De ces trois provinces, de ces trois peuples longtemps soumis à des dominations et à des influences diverses, il faut aujourd’hui refaire une seule nation, un seul État. Le premier soin du gouvernement central a été d’unifier la loi. Une commission de jurisconsultes a été instituée à cet effet ; elle siège à Varsovie et poursuit activement ses travaux. Le docteur Makarewicz, professeur de droit criminel à l’Université de Lwow, et membre de la commission, a bien voulu me donner quelques indications sur la méthode suivie.

— Notre intention, m’a-t-il dit, n’est pas de faire une compilation, qui manquerait nécessairement d’unité, mais de créer un système nouveau. En Posnanie, on appliquait la loi allemande, telle que l’établit le nouveau Code civil promulgué en 1900. La législation autrichienne, qui était en vigueur en Galicie, offre un mélange de théorie allemande, de tradition catholique et de coutume locale. Dans l’ancien royaume, comme en Russie, on suivait, pour le droit civil, le code Napoléon et, pour le droit criminel, un code pénal très particulier. Provisoirement, nous laissons à chaque province son ancienne législation ; pour les relations de province à province, nous appliquons tant bien que mal les principes du droit international, public ou privé.

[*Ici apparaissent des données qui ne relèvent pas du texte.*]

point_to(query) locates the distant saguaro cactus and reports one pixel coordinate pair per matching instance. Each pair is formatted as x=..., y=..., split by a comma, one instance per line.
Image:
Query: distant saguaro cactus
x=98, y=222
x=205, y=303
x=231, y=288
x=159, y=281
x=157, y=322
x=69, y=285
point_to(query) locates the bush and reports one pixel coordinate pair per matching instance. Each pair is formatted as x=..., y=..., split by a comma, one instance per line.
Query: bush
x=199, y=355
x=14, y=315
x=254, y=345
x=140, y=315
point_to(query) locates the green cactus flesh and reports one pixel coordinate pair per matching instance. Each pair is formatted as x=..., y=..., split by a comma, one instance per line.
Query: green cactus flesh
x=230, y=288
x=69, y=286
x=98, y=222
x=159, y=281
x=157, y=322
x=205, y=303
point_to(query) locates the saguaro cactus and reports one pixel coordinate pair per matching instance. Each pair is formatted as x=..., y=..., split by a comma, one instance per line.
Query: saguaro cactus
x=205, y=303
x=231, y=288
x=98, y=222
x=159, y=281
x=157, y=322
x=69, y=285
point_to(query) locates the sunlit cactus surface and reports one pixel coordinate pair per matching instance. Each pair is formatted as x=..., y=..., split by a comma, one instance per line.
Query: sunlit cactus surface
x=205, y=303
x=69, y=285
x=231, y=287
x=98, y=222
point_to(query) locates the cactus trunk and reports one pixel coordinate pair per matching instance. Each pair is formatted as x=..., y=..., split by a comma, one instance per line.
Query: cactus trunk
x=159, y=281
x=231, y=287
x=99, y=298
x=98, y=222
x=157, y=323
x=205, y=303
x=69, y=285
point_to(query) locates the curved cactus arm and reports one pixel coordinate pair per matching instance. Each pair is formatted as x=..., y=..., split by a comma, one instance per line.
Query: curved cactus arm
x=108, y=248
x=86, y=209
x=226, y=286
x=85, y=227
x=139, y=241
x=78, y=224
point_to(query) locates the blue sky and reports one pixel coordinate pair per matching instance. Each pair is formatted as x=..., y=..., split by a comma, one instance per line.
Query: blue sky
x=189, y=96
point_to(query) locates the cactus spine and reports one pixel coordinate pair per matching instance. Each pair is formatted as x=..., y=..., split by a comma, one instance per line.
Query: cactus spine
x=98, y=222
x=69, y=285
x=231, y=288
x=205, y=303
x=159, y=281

La Commission est divisée en plusieurs sections, dont chacune a entrepris une partie de la tache ; unification et réforme du droit civil, du droit commercial, du droit criminel, de la procédure. Une année nous suffira, je pense, pour terminer nos travaux. Mais nous avons l’espoir que la Commission ne sera pas dissoute après avoir achevé cette première tâche, et qu’elle sera transformée alors en une sorte de Conseil d’Etat, organe indispensable à une nation dont le corps législatif, élu suivant les règles que vous connaissez, ne peut avoir qu’une compétence juridique assez limitée.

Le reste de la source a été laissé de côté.